C’est ainsi que les mauvaises habitudes, bien souvent,
Ne sont la faute ni des parents, ni des enfants,
            Mais simplement des circonstances
            La regrettable conséquence. —

            Il n’en est pas moins vrai que Jacques
Arriva, tout barbouillé, les mains dégoûtantes,
            Chez ses excellents oncle et tante,
            Passer les vacances de Pâques :
            Il lui restait sur la figure
            Tant, oh ! mais tant de confiture.
            Cela semblait une gageure !…

                        Et l’encre !…
            Si par la peau la science entre,
            Il devait être bien savant ;
            (D’ailleurs, c’était loin d’être un cancre,

            C’est une justice à lui rendre) ;
Mais, dame, il en avait par derrière, par devant,
                        De l’encre, —
            Il s’en fourrait jusques au ventre !
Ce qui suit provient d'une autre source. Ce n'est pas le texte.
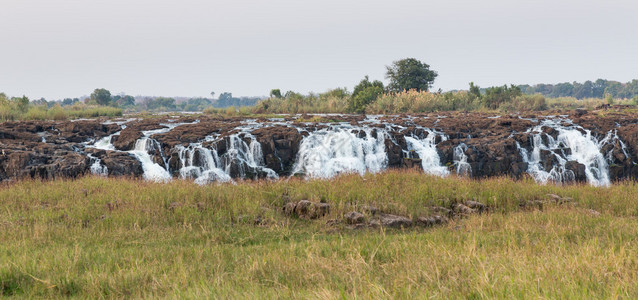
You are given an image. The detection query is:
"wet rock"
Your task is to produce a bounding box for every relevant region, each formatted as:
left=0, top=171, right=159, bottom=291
left=565, top=160, right=587, bottom=182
            Comme bien vous pensez, son oncle
            Et sa tante en prirent grand honte :
            L’oncle, un vieillard propret, rasé,
            Toujours soigneusement brossé,
            Qui, du velours de sa calotte,
            À son pantalon de cheviotte,
            Non plus sur ses pantoufles, ni
            Sur ses souliers de veau verni,
                        N’y
            Aurait toléré une crotte ;
Et coquette la tante sous son bonnet à coques,
            Ridée mais rose comme pomme d’api :

            Quelle tristesse et quel dépit,
            Recevoir un neveu pareil,
            Un petit neveu dont l’oreille
            Ignorait depuis si longtemps

L’usage des savons qui, même avant Rostand,
            Firent la gloire de Marseille !…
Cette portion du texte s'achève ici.